Stable human regulatory T cells switch to glycolysis following TNF receptor 2 costimulation

Following activation, conventional T (T conv ) cells undergo an mTOR-driven glycolytic switch. Regulatory T (T reg ) cells reportedly repress the mTOR pathway and avoid glycolysis. However, here we demonstrate that human thymus-derived T reg (tT reg ) cells can become glycolytic in response to tumour necrosis factor receptor 2 (TNFR2) costimulation. This costimulus increases proliferation and induces a glycolytic switch in CD3-activated tT reg cells, but not in T conv cells. Glycolysis in CD3–TNFR2-activated tT reg cells is driven by PI3-kinase–mTOR signalling and supports tT reg cell identity and suppressive function.
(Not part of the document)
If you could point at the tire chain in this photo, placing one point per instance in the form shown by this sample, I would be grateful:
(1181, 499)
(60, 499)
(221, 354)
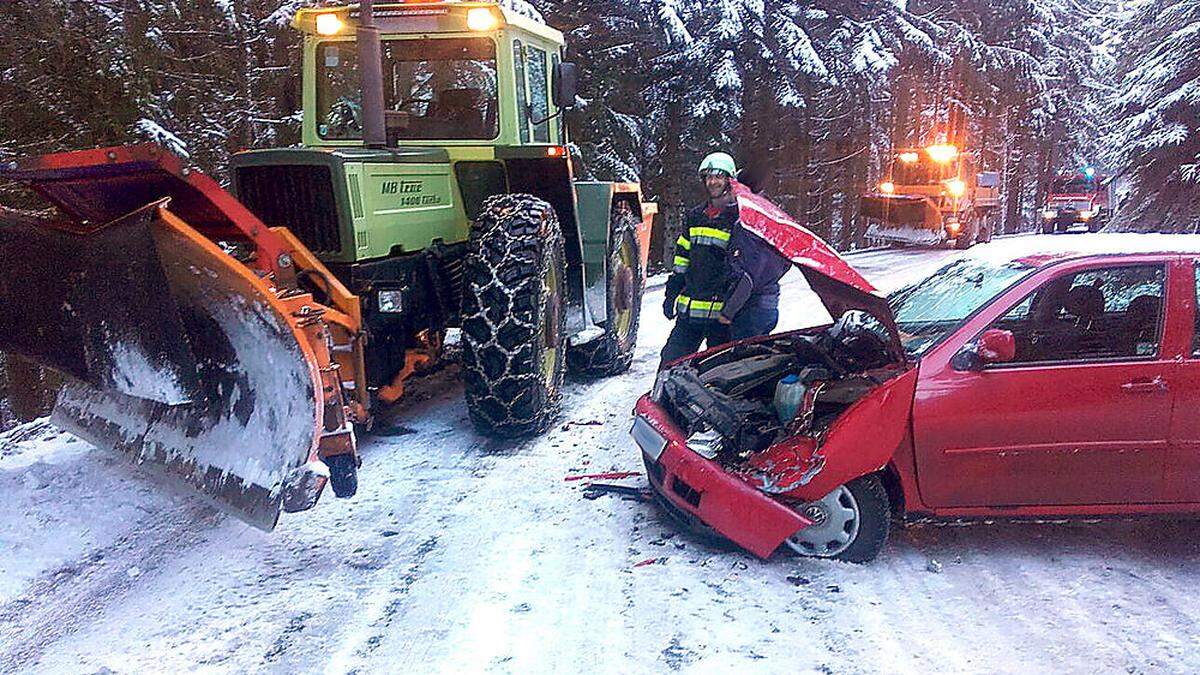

In contrast to glycolytic T conv cells, glycolytic tT reg cells do not show net lactate secretion and shuttle glucose-derived carbon into the tricarboxylic acid cycle. Ex vivo characterization of blood-derived TNFR2 hi CD4 + CD25 hi CD127 lo effector T cells, which were FOXP3 + IKZF2 + , revealed an increase in glucose consumption and intracellular lactate levels, thus identifying them as glycolytic tT reg cells. Our study links TNFR2 costimulation in human tT reg cells to metabolic remodelling, providing an additional avenue for drug targeting. After activation, conventional T cells undergo metabolic reprogramming. de Kivit et al. show that in human thymic regulatory T cells, TNFR2 stimulation promotes a glycolytic switch with a preferential glucose-derived carbon flux into the TCA cycle to support suppressive functions.